Черная молния вечности | страница 17
Мне думается, не редакторов имел в виду Рубцов, признаваясь в странном отчуждении от написанного и изданного. Но это было не отторжение себя, не отстранение созданного, а признание соучастия Всевышнего.
В те годы в моде была этакая киноактерская отстраненность, этакая многозначительная причастность к тайнам.
Отечественные интеллектуалы грезили Камю, с тупым захлебом зачитывались его программной работой «Посторонний».
«Экзистенциализм!.. Экзистенциализм!!..» – глухо ухало из интеллектуальных помоек.
А главный столп этого – черт, язык сломаешь! – экзистенциализма Жан Поль Сартр гостил в СССР и благосклонно соизволил посетить Литинститут им. Горького.

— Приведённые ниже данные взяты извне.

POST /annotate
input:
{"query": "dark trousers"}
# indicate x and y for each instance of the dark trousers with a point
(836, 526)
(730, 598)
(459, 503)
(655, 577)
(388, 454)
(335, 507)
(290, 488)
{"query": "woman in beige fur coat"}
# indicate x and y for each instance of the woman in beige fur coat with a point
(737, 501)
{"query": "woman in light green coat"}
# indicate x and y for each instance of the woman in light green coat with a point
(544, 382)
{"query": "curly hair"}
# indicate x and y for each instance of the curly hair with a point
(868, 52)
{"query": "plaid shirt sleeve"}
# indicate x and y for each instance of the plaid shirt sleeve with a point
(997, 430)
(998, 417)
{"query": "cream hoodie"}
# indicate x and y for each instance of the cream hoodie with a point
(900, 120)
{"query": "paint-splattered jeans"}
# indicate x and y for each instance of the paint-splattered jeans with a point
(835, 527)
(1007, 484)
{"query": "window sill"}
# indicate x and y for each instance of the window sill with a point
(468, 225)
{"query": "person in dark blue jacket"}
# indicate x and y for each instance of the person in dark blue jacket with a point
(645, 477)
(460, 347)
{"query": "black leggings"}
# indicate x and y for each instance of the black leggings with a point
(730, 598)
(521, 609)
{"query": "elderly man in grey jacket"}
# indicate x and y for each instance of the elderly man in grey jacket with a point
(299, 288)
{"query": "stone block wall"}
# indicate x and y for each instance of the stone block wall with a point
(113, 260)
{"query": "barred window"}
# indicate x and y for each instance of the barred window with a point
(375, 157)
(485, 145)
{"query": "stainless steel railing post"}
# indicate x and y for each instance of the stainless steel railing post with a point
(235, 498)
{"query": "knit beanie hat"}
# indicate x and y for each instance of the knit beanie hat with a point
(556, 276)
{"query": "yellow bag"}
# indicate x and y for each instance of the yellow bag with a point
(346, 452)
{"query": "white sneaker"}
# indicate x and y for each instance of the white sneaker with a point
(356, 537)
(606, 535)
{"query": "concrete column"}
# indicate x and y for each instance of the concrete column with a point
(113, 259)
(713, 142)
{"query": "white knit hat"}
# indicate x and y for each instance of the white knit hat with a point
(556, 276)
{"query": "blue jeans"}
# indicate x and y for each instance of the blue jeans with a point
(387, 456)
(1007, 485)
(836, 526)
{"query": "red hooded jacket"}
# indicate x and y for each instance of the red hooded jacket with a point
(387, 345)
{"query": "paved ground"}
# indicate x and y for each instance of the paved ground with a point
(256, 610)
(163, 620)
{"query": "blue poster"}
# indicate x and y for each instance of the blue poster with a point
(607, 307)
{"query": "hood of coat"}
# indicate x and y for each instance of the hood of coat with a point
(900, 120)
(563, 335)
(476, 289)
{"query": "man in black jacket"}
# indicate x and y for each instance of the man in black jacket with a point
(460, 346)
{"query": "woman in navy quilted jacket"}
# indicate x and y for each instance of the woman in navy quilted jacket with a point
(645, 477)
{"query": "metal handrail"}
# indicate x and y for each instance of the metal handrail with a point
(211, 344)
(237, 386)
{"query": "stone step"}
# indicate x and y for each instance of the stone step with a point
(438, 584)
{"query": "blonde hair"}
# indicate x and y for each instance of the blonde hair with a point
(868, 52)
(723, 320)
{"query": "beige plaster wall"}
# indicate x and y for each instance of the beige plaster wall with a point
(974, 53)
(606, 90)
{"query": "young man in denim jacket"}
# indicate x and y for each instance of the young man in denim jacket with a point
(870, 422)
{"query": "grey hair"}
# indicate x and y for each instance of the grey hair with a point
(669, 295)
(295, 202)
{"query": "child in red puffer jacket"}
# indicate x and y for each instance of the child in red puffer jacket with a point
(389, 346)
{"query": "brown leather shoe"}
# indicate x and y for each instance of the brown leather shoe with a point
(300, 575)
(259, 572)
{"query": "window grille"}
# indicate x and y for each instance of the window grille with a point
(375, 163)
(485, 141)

Не помню, был ли на встрече с ним Рубцов, но явственно помню значок с изображением председателя Мао на лацкане гуманнейшего Сартра.Нет, братцы горемычные, пить надо все-таки меньше – и экзистенциалистам, и неэкзистенциалистам, и маоистам, и коммунистам. А то ведь запросто можно перепутать эссенцию с экзистенцией, а тормозную жидкость с мятным ликером…
По Сартру свобода есть отрицательность по отношению к бытию. И Рубцов, ей Богу, мог вполне служить живым примером сей отрицательности. Но только не для посвященного!.. Рубцов ни от чего не отстранялся, разве что от плохих людей… Но и то не очень… А свобода была его сущностью, но это была Божественная свобода, – и не зря им четко и кратко сказано:
О чем писать?! На то не наша воля!
Божественная воля диктовала строки, и он был истинно свободен в Божественной воле, а не маялся лжепризраками чужих философских теорий.
С моста идет дорога в гору,
А на горе – какая грусть! —
Лежат развалины собора,
Как будто спит былая Русь.
Былая Русь! Не в те ли годы
Наш день, как будто у груди,
Был вскормлен образом свободы,
Всегда мелькавшей впереди!
Эти вещие строки он как бы обронил мимоходом. Они были опубликованы, – и удивительно, никто не видел в них крамолы. А ежели б подобное было сказано кем-нибудь из диссидентствующих?! О, эти бы строки переписывали, перексерокопировали, заучивали бы и декламировали под тремя ватными одеялами.
А образ свободы и ныне всё мелькает и мелькает… И всё впереди… Но упорно блазнится, что давным-давно позади…
А как же советская железная цензура и дубопаркетный редакторский беспредел?! Как это они прозевали Рубцова?! Как это они профукали такого поэта?! А вот так – взяли и просмотрели: «…пущай живет – все равно рано или поздно подохнет!..» К сожалению, оказалось, рано!..
Неизмеримо количество стенаний, отчаянного бессилия и бессильной ненависти, порожденной этой системой редактуры.